Tomó otro sorbo de tónica y le miró:

—Le estoy aburriendo, ¿verdad?

McKintock la escuchaba fascinado durante todo este tiempo. Esa voz cálida que exponía con tanto dominio conceptos áridos como los de las finanzas, esos ojos verdes que miraban lejos mientras hablaba, lo habían hechizado completamente.

—No, para nada —respondió convencido—. Es un tema muy interesante. He hecho algunas inversiones, como muchos, pero debo reconocer que no he conocido a nadie que me hablara de ello como usted lo acaba de hacer.

Ella cogió una galleta salada y le preguntó alegremente:

—¿Y cómo van sus inversiones? —comenzando a mordisquear la galleta; con pimiento y anchoas, muy rica.

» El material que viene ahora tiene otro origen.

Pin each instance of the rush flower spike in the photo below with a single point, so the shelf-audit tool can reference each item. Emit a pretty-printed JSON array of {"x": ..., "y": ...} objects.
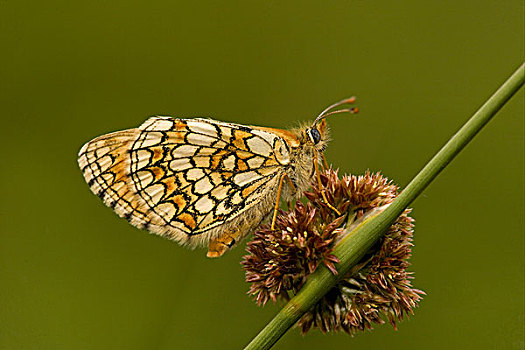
[{"x": 279, "y": 261}]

McKintock bebió algo de tónica mientras reflexionaba y respondió:

—A decir verdad, no lo sé. Ahora que lo pienso, hace mucho que no me ocupo de ello. Quién sabe cómo va mi dinero. Intentaré controlarlo un día de estos.

Ya..., un día de estos. Como para muchas otras cosas, ese día no llegaría nunca, ocupado como estaba con su trabajo y distanciado, inconscientemente, de todo lo que no tenía nada que ver con la universidad. De repente se dio cuenta de que había dejado demasiadas cosas por su cuenta, sin su control. Las amistades, las inversiones, su soledad.

La soledad.

Sintió, hasta lo más profundo de su alma, lo solo que estaba. Y desde cuánto tiempo lo estaba.

En ese momento McKintock se vio a sí mismo. Vio en lo que se había convertido. Un personaje potente y prestigioso de cara al mundo.

Y un miserable en el ámbito personal.

La miró fijamente a los ojos.

—Me preguntaba... —empezó dubitativo— me preguntaba si... —se interrumpió de nuevo—, me preguntaba si podría ser tan amable de ocuparse de mis inversiones —concluyó casi susurrando.

Cynthia lo miró, asimismo, y mientras él hablaba, leyó en sus ojos lo que llevaba dentro. Leyó la soledad, y la estatura de la persona.

No lo dudó ni un segundo.

—No me apetece dormir sola esta noche.

Lo dijo con tal naturalidad que McKintock no se dio cuenta del significado real de sus palabras.

Solo tras algunos instantes lo comprendió, y una fortísima emoción se apoderó de él. Se le humedecieron los ojos, y con los labios temblando alargó una mano para tomar delicadamente la de ella, que le sonrió con naturalidad.

Cogieron sus vasos y se dirigieron al ascensor, cogidos de la mano.

El camarero los vio marcharse.

«Guau, qué velocidad», pensó.

Miró con perplejidad el plato que estaba sobre la mesa.